How do we accelerate this transition to an economy fueled by clean energy? How about charging a price for carbon pollution? That would push up fossil fuel prices. When prices go up, people and businesses look for substitutes. Our economy will move away from using fossil fuels towards demanding more clean energy.
There is a bill in front of Congress right now that would put a price on carbon pollution, H.R. 763. If enacted into law, the policy will reduce America’s emissions by at least 40 percent within 12 years. It’s supported by economists and scientists as simple, comprehensive, and effective.
This bill also lays out how to use the money collected from carbon pollution fees. The IRS would send it directly to all Americans on a monthly basis. Cash payments put Americans in the driver’s seat because they decide how to spend it: pay bills, buy groceries, learn new job skills, buy a more energy-efficient car, or whatever they choose.
This is especially important for low- and middle-income Americans, who might otherwise struggle with cost increases as we shift to a clean energy economy. A recently released study looked at the economic impact on US households. It concluded that 68 percent of people would come out ahead, with the poorest households benefiting the most. Almost everyone else breaks even. Only 8 percent of people have minor increased costs. By putting a price on carbon pollution and using the money to send Americans a check, H.R. 763 will reduce US greenhouse gas emissions by 40 percent, and nearly all Americans will come out ahead or break even.

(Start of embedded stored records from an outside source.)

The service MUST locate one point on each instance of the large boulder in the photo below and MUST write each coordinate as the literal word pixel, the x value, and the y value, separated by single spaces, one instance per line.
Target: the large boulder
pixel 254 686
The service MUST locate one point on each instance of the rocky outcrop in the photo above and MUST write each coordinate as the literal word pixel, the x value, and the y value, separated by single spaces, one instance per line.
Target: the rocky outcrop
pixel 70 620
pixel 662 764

Unique opportunity for Nevada
A price on carbon pollution will accelerate the transition to an economy fueled by clean energy. Nevada is in a good position to take advantage of this opportunity. We rank second in the US for electricity generated from geothermal energy and have more solar potential than any state. In May, the Department of the Interior approved the Gemini Solar Project, a 690-megawatt facility that will generate enough solar power to serve 400,000 homes. It’s the largest solar power facility that’s been approved in the US.
Clean energy is a growth sector with good-paying jobs for Nevadans. It also helps us diversify our economy. Since the 2008 recession, it’s been painfully clear that our economy is overly reliant on tourism. Today, one out of three jobs in Nevada is related to tourism according to the Nevada Resort Association. While there’s no easy answer, the clean energy industry will help us diversify the job base. Some workers will need to develop new skills as they transfer to new industries. Having a little extra cash from a stimulus check could ease that transition for workers.
As we’ve seen in the current crisis, cash dividends paid out by the federal government are transparent and easy to track. That visibility helps people, including our elected officials, stay focused on the problem at hand. Right now, it’s the pandemic. Soon, it’ll be climate change.
It’s clear that money in the hands of Americans helps keep our economy running. When the pandemic is over, let’s use that same tool to combat climate change.
Michelle Hamilton is a member of the Reno-Sparks chapter of Citizens’ Climate Lobby. Mark Reynolds is the Executive Director of Citizens’ Climate Lobby.
The opinions expressed above are not necessarily those of the Sierra Nevada Ally. Our newsroom remains entirely independent of our opinion page. Published opinions further public conversation to fulfill our civic responsibility to challenge authority, act independently of corporate or political influence, and invite dissent.